China asks Alibaba to dispose of media assets, including SCMP: Report

Discussions over the matter between the Chinese government and Alibaba have been held since early 2021, said the WSJ report.
Discussions over the matter between the Chinese government and Alibaba have been held since early 2021, said the WSJ report.PHOTO: REUTERS

HONG KONG - The Chinese government has asked Alibaba Group Holdings to substantially shed its media assets as officials grow concerned about the technology giant’s hold over public opinion in the country.

It is unclear if United States-listed Alibaba must sell all its media assets but approval is needed from Beijing of any plan it comes up with, The Wall Street Journal reported, citing people familiar with the matter.

The article said discussions over the matter have been held since early this year, after Chinese regulators reviewed a list of media assets owned by the Hangzhou-headquartered company, whose mainstay business is online retail.

Chinese officials were reportedly appalled at the breadth of Alibaba’s reach through its media interests and asked the group to come up with a plan to significantly reduce its media holdings, the people said.

The group, founded by billionaire Jack Ma, has amassed media assets that span print, broadcast, digital, social media and advertising.

It has come under closer scrutiny in recent months, during which Mr Ma has mostly disappeared from the public eye.

Alibaba has stakes in the Twitter-like Weibo platform, several popular Chinese digital and print news outlets, as well as the well-read English-language newspaper South China Morning Post (SCMP) in Hong Kong. Several of these holdings are in US-listed companies.

These are viewed unfavourably by the Chinese Communist Party and its own powerful propaganda apparatus, the WSJ report said, adding that the party’s propaganda department did not respond to queries.

Alibaba has declined to comment. In a statement to WSJ, the company said it is a passive financial investor in media assets.

“The purpose of our investments in these companies is to provide technology support for their business upgrade and drive commercial synergies with our core commerce businesses. We do not intervene or get involved in the companies’ day-to-day operations or editorial decisions,” the group said.

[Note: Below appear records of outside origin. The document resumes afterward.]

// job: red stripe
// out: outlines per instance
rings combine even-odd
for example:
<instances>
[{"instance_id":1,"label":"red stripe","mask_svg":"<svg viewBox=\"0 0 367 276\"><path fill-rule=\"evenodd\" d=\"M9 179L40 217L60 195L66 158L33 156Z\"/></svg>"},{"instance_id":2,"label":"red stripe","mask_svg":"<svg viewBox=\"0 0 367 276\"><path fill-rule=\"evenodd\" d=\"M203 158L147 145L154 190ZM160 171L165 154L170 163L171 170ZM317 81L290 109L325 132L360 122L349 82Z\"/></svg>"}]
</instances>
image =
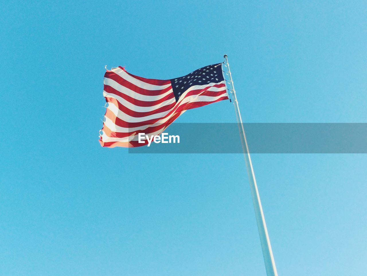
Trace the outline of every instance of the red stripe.
<instances>
[{"instance_id":1,"label":"red stripe","mask_svg":"<svg viewBox=\"0 0 367 276\"><path fill-rule=\"evenodd\" d=\"M127 114L130 116L134 117L136 118L145 117L146 116L149 116L150 115L153 115L153 114L156 114L157 113L160 113L161 112L164 112L165 111L168 111L168 110L170 110L173 108L174 107L176 104L176 101L174 101L171 104L167 104L166 105L163 105L160 107L151 110L149 111L139 112L138 111L136 111L131 110L123 105L122 104L120 103L118 101L116 100L116 99L113 98L108 98L108 99L106 98L106 100L110 103L113 103L117 107L119 110L122 111L124 113Z\"/></svg>"},{"instance_id":2,"label":"red stripe","mask_svg":"<svg viewBox=\"0 0 367 276\"><path fill-rule=\"evenodd\" d=\"M208 89L210 88L210 87L208 87L206 88L206 89ZM191 92L193 92L194 91L196 92L197 93L200 92L201 91L203 91L201 94L200 94L200 96L219 96L223 93L224 92L225 92L225 90L222 90L219 92L214 92L214 91L203 91L203 90L193 90L192 91L190 91L189 93L190 93L190 95L192 95L193 93L191 93ZM169 117L170 115L172 114L172 113L175 111L180 106L181 102L183 100L184 98L188 96L189 95L189 93L186 95L185 97L182 99L180 99L180 100L179 102L178 102L175 107L173 108L172 110L170 111L168 113L167 113L166 115L163 116L163 117L160 117L159 118L157 118L156 119L151 119L150 120L148 120L147 121L143 121L142 122L128 122L118 118L109 109L107 109L105 114L105 116L111 120L116 125L120 126L123 128L137 128L139 126L145 126L147 125L152 125L154 123L155 123L158 121L162 119L165 119L167 117Z\"/></svg>"},{"instance_id":3,"label":"red stripe","mask_svg":"<svg viewBox=\"0 0 367 276\"><path fill-rule=\"evenodd\" d=\"M109 137L119 138L125 138L129 136L138 135L139 133L143 133L148 135L155 132L163 128L164 128L163 129L164 130L171 122L177 119L179 116L179 113L176 113L165 123L154 126L149 126L144 129L131 131L129 132L116 132L112 131L104 124L103 124L103 128L102 129L102 130L103 130L106 135Z\"/></svg>"},{"instance_id":4,"label":"red stripe","mask_svg":"<svg viewBox=\"0 0 367 276\"><path fill-rule=\"evenodd\" d=\"M178 117L179 115L178 115L178 114L180 114L182 111L185 110L186 110L189 109L192 109L192 108L195 108L196 107L199 107L201 106L203 106L204 105L206 105L207 104L209 104L212 103L215 103L217 101L219 101L223 100L228 100L228 97L226 96L224 96L222 97L221 97L219 99L216 100L215 101L200 101L200 102L195 102L194 103L187 103L186 104L181 105L179 106L178 106L174 110L172 110L172 112L174 112L174 114L172 117L169 119L167 122L164 123L163 123L157 126L149 126L148 127L146 127L144 129L142 129L140 130L134 130L134 131L131 131L129 132L113 132L109 128L108 128L106 126L103 124L103 128L102 129L102 130L105 131L106 130L106 134L107 135L107 136L110 137L116 137L117 138L124 138L124 137L127 137L128 136L130 136L132 135L137 135L139 133L149 133L153 132L155 131L157 131L157 130L159 130L160 129L162 128L164 125L166 125L168 126L170 123L170 122L172 122L173 121L174 121ZM109 110L108 110L108 111L109 111L108 112L106 113L106 115L105 115L109 118L111 119L111 120L115 123L115 124L117 125L116 123L116 121L118 120L120 120L119 118L114 116L114 114L110 112ZM171 113L171 112L170 112ZM110 118L110 115L111 114L113 116L114 118L113 119ZM160 119L156 119L156 122L153 123L149 124L150 125L153 125L154 123L156 123L160 119L161 119L164 118L161 118ZM114 119L115 121L114 121ZM125 127L127 128L135 128L138 127L138 126L146 126L146 125L149 125L148 124L146 124L142 126L135 126L135 124L137 123L128 123L127 122L124 122L124 123L126 125L126 126L123 127ZM105 129L105 128L106 129ZM135 134L134 134L135 133Z\"/></svg>"},{"instance_id":5,"label":"red stripe","mask_svg":"<svg viewBox=\"0 0 367 276\"><path fill-rule=\"evenodd\" d=\"M108 93L117 95L117 96L121 97L123 99L126 100L129 103L131 103L133 104L138 106L153 106L153 105L156 105L157 104L159 104L165 101L167 101L167 100L169 100L170 99L171 99L172 98L175 97L175 95L174 94L173 92L172 92L172 93L170 93L168 95L165 96L163 98L159 99L159 100L157 100L156 101L142 101L140 100L137 100L136 99L135 99L130 96L124 94L122 92L120 92L118 90L116 90L114 88L111 87L111 86L109 86L107 85L103 85L103 90Z\"/></svg>"},{"instance_id":6,"label":"red stripe","mask_svg":"<svg viewBox=\"0 0 367 276\"><path fill-rule=\"evenodd\" d=\"M146 79L145 78L142 78L142 77L139 77L138 76L135 76L135 75L132 75L132 74L131 74L126 71L126 70L125 69L124 67L122 67L121 66L119 66L119 67L133 78L135 78L137 79L138 79L139 80L141 80L142 82L146 82L147 83L152 84L155 85L164 85L166 84L171 83L171 80L169 79L162 80L155 79Z\"/></svg>"},{"instance_id":7,"label":"red stripe","mask_svg":"<svg viewBox=\"0 0 367 276\"><path fill-rule=\"evenodd\" d=\"M222 101L225 100L228 100L228 97L227 96L224 96L222 97L221 97L219 99L216 100L215 101L200 101L200 102L196 102L195 103L188 103L184 105L181 106L184 108L182 108L182 110L176 114L174 117L172 117L166 123L165 127L164 128L164 129L166 129L168 126L170 125L171 123L172 123L173 122L177 119L179 115L181 114L182 111L184 110L187 110L189 109L192 109L192 108L196 108L197 107L200 107L202 106L204 106L204 105L206 105L208 104L210 104L213 103L216 103L220 101ZM158 128L157 130L159 130L160 128L161 128L161 126L160 126L159 128ZM106 126L104 126L103 129L103 131L106 131L106 130L108 129ZM164 129L163 131L164 131ZM120 135L119 133L116 133L110 131L110 133L113 135L116 135L116 136L111 136L110 137L119 137L119 136ZM142 133L142 132L137 132L137 134L139 132ZM107 132L106 132L106 134L107 134ZM145 132L144 133L149 133L149 132ZM123 134L121 133L121 134ZM109 136L109 135L108 135ZM126 137L126 136L124 136ZM123 137L121 137L122 138ZM130 142L106 142L103 143L101 140L99 140L99 142L101 143L101 145L102 147L114 147L117 146L120 146L124 147L142 147L143 146L145 146L148 144L148 141L145 141L145 143L139 143L138 141L131 141Z\"/></svg>"},{"instance_id":8,"label":"red stripe","mask_svg":"<svg viewBox=\"0 0 367 276\"><path fill-rule=\"evenodd\" d=\"M160 90L149 90L144 89L129 82L114 72L106 72L106 74L105 74L105 78L113 80L119 84L130 90L132 90L134 92L146 96L157 96L159 95L161 95L169 91L172 88L172 87L170 85L166 88Z\"/></svg>"}]
</instances>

It is understood that the news came as a surprise to the SCMP editorial team. When contacted, its spokesman said: “The South China Morning Post has no operational integration with Alibaba and editorial decisions are made independently within SCMP.”

In December 2015, Alibaba agreed to a US$266 million deal to acquire SCMP and other media assets in an all-cash purchase from Malaysian tycoon Robert Kuok, who had owned the paper since 1993.

Back then, the SCMP Group had cited an “uncertain” future for traditional publishing as a key reason for the sale. It also said Alibaba would likely be able to “unlock greater value” from the business.

Besides the Chinese tech giant’s media and online retail arms, Alibaba also has a sizeable entertainment division that is made up largely of Hong Kong-listed Alibaba Pictures Group and Youku Tudou – one of China’s largest video-streaming platforms.

The article said concerns have grown in recent years over Alibaba’s media clout and how the company may have leveraged its investments in news and social media to influence government policies deemed unfavourable to its businesses.

The asset-disposal discussions are coming in the wake of run-ins between Beijing and Mr Ma.

Late last year, Chinese leader Xi Jinping personally scuttled plans by Ant Group to launch what would have been the world’s largest initial public offering in both Hong Kong and Shanghai.

This, as there has been increasing unease in Beijing over Ant’s complex ownership structure and the risks the company – Alibaba’s fintech subsidiary – could add to the Chinese financial system.

President Xi was said to be angered with Mr Ma for criticising his efforts to strengthen financial oversight.

Antitrust regulators are now preparing to levy a record fine in excess of US$975 million (S$1.3 billion) over what they call anti- competitive practices on Alibaba’s e-commerce platforms.

Alibaba is also said to be required to end a practice forbidding merchants from selling goods on both Alibaba and rival platforms.